さて、先日連れ合いが追いついてきて、わが家は目出度く還暦家族となった。
互いに身体の衰えを自覚するたび、年齢にその因を求めて「しゃあないなぁ」となるのを常としているが、避けられない老化を面白がるくらいの気概は持っていたいと思う。

「あと10年くらいは生きたいな」「それは古来稀なる長生きや、充分楽しい人生やったからいつ死んでもええ」と会話を交わす、朝の時間(夜でも構わないが)こそ大切にしていきたい。
と、ここで「人生のロスタイムに入ったんやな」と唐突に思いが巡った。或いは延長戦か?

1トライ1ゴールで7点が追加されるラグビーでは、ロスタイムで劇的な逆転がしばしば起こるから、最後まで目が離せないし、観戦の醍醐味でもある。
7日に今季が始まったばかりのサッカーでも、テレビ観戦したガンバ大阪とFC東京の試合でロスタイム(アディショナルタイム=追加時間)に東京の武藤選手がシュートを決めて引き分けた。

もっとも人生のロスタイム又は延長戦で、こうした逆転劇はあまり期待できない。
日々失われていく体力と気力、赤瀬川原平さん曰く「老人力がついてくる」というのは、残された時間に足し算はなく引き算ばかり、と知ることかもしれない。

今日は4年目の「3.11」になる。新聞に「避難生活23万人」と出ていた。信じ難い数字である。
復興は「目に見える形」を優先するあまり、大型工事ばかりで住民は置き去りにされたままだ。
この国は、表面だけ取り繕った神戸での愚を東北でも繰り返そうとしている。

原発事故を起こした東電は、リスク管理を怠った責任を今に至るも問われないままで、相変わらず汚染水を流し続けている。政府の態度は事故はなかったことにしたいのが透けて見える。
「死の町」となってしまった所に住んでいた人びとは、棄民に等しい扱いである。

ここへきて、タイトルを「ロストワールド」としてもよかったと気付いたが、余白が少なくなった。
失われていく世界は、もう取り戻せないのか。光明は見出せない。
by rurou-no | 2015-03-11 13:12

高校生のころ

目は口ほどにものを言う、耳は目ほどにものを覚える。
前者の格言を、個人的な実感で勝手に言い換えた。

何年かぶりで会った人の顔を見ても思い出せなかった名前が、声を聞いたとたんに思い出す。何十年かぶりにかかってきた電話の声で、それまで思い出したこともなかった人とその時代にタイムスリップする。どちらも経験があって、耳の記憶のよさに恐れ入ったのを覚えている。

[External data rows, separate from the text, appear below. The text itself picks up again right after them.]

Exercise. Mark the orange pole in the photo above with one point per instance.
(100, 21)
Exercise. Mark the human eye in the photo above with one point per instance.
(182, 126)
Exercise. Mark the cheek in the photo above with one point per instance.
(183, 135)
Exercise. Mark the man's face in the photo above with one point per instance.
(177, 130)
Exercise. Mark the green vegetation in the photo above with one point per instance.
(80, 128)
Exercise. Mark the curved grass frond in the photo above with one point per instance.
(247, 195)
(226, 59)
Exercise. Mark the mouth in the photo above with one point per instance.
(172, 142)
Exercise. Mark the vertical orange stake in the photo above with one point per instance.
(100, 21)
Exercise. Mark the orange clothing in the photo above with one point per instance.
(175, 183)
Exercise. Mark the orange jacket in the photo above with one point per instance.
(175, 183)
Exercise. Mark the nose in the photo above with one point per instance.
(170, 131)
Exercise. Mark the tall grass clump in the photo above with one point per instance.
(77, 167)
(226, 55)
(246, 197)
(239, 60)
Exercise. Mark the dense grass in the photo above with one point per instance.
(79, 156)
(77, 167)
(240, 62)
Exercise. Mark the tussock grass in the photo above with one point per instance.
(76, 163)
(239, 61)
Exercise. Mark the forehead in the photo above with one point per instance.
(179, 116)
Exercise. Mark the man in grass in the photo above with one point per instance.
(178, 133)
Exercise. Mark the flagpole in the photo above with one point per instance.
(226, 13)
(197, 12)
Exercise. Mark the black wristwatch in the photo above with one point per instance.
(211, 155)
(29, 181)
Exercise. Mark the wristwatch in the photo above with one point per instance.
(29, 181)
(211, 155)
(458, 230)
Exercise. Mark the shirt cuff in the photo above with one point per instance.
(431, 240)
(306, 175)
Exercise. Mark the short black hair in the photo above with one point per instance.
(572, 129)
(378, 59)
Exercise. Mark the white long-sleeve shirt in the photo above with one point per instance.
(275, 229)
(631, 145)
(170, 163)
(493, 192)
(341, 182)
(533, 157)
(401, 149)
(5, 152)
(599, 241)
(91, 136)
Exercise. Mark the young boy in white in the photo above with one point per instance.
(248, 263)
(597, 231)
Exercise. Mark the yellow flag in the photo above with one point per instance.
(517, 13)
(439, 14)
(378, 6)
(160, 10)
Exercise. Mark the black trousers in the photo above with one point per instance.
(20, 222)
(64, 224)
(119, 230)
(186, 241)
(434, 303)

耳が仕事を怠けだしてから、前ほど音楽を聴かなくなった。もちろん年齢的に音楽への欲求が少なくなったのもあるけど、所有するCDの音が(再生機器の違いを別にしても)微妙に違って聞こえるのが要因の一つでもある。聞き取れる音と聞き取れない音にバラツキがあるのだ。

そんな不揃いな聞こえの耳でも許容できる楽しみを最近見つけた。パソコンの蜘蛛の巣の中で巣くうYouTubeというやつだ。ここで古い音楽(生まれる前を中心に)をよく聴いている。
もとより録音がよいとは言えないし、パソコンのスピーカーで聞く環境だから、音質には目をつぶるのが前提である。近ごろ、これにすっかりはまっている。

そこで数日前、一世を風靡した「学園ソング」に行き当たった。『高校三年生』『修学旅行』『学園広場』『仲間たち』『君たちがいて僕がいた』など、一緒に歌えるほどよく覚えていた。当時はまだ小学生だったが、高校生になると歌のような世界が待っていると信じて憧れたものだ。

そして高校生になってどうだったのか、実はよく覚えていない。今や同級生からあんなことがあった、こんなことがあった、と言われてやっと思い出す有様で、中には思い出せないこともある。
良くも悪くも現実の時間を生きたのやし、ええことだけ覚えてればええんや、と今やから言える。

懐かしい高校生時代も遠くなり、還暦の同窓会を開く年齢になってしまった。
連れ合いは世話役を引き受けて忙しくなりそうだ。禿頭ジジイはパソコンの前で甘美な思い出(なかったとしても)に浸っているとしよう。